Summary and conclusion

This research introduces an innovative Groundwater Pollution Index (GPI) that employs compositional data analysis (CoDa) and robust principal component analysis (RPCA) to advance the assessment of groundwater quality. Utilizing data collected from the groundwater monitoring of sites affected by the 2010–2011 foot-and-mouth disease outbreak in South Korea, this study highlights the effectiveness of CoDa in distinguishing significant hydrochemical differences between leachate-influenced groundwater and unaffected background samples.

The GPI is meticulously developed through a process that involves selecting essential subcompositional parts, specifically NH4+-N, Cl- and NO3--N, using RPCA, conducting isometric log-ratio (ILR) transformation to address the compositional nature of hydrochemical data, and normalizing these results in accordance with environmental standards.

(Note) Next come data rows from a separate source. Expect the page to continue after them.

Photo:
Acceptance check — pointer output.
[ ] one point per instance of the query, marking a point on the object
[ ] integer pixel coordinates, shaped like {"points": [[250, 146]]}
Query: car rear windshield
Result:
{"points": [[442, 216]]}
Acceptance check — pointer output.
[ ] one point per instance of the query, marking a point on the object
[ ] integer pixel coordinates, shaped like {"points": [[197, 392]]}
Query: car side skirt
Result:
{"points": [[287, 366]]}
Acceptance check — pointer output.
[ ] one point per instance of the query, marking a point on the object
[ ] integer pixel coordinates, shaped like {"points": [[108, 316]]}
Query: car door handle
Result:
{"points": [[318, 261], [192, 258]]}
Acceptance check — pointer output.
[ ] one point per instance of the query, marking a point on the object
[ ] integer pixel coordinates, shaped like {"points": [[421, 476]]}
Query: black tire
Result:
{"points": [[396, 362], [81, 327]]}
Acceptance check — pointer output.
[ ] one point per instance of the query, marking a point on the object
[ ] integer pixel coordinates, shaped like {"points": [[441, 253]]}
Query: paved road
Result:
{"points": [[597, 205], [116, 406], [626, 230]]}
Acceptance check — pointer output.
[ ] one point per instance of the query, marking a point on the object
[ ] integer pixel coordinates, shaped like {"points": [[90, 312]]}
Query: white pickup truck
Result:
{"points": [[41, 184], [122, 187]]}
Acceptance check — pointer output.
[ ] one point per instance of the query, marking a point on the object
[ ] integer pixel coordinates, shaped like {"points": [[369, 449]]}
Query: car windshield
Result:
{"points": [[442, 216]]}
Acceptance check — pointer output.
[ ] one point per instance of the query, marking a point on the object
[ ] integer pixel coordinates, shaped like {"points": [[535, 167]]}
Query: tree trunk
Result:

The validation of the GPI against established government criteria, supported by receiver operating characteristic (ROC) curve analysis with an area under curve (AUC) of 0.78 underscores its potential as a robust alternative tool for groundwater pollution assessment. With a sensitivity of 0.67 and specificity of 0.88, the GPI effectively distinguished between contaminated and uncontaminated groundwater samples.

A significant contribution of this study is the emphasis on the importance of CoDa, particularly the ILR transformation, in overcoming the methodological limitations (i.e., outlier and data closure) of traditional statistical methods that often overlook the relative nature of hydrochemical data. This approach significantly enhances the accuracy and reliability of groundwater quality assessments. The proposed GPI aligns with existing environmental standards while serving as a more precise and reliable assessment tool, providing a robust framework for effective monitoring and management of groundwater resources. This is crucial for policy decision-making and environmental management, contributing to the protection and sustainable management of groundwater resources. Furthermore, the methodology and results of this study provide essential groundwork for future research and policy development. Researchers can build upon this work to conduct new studies and further refine the GPI, advancing the field of groundwater quality assessment.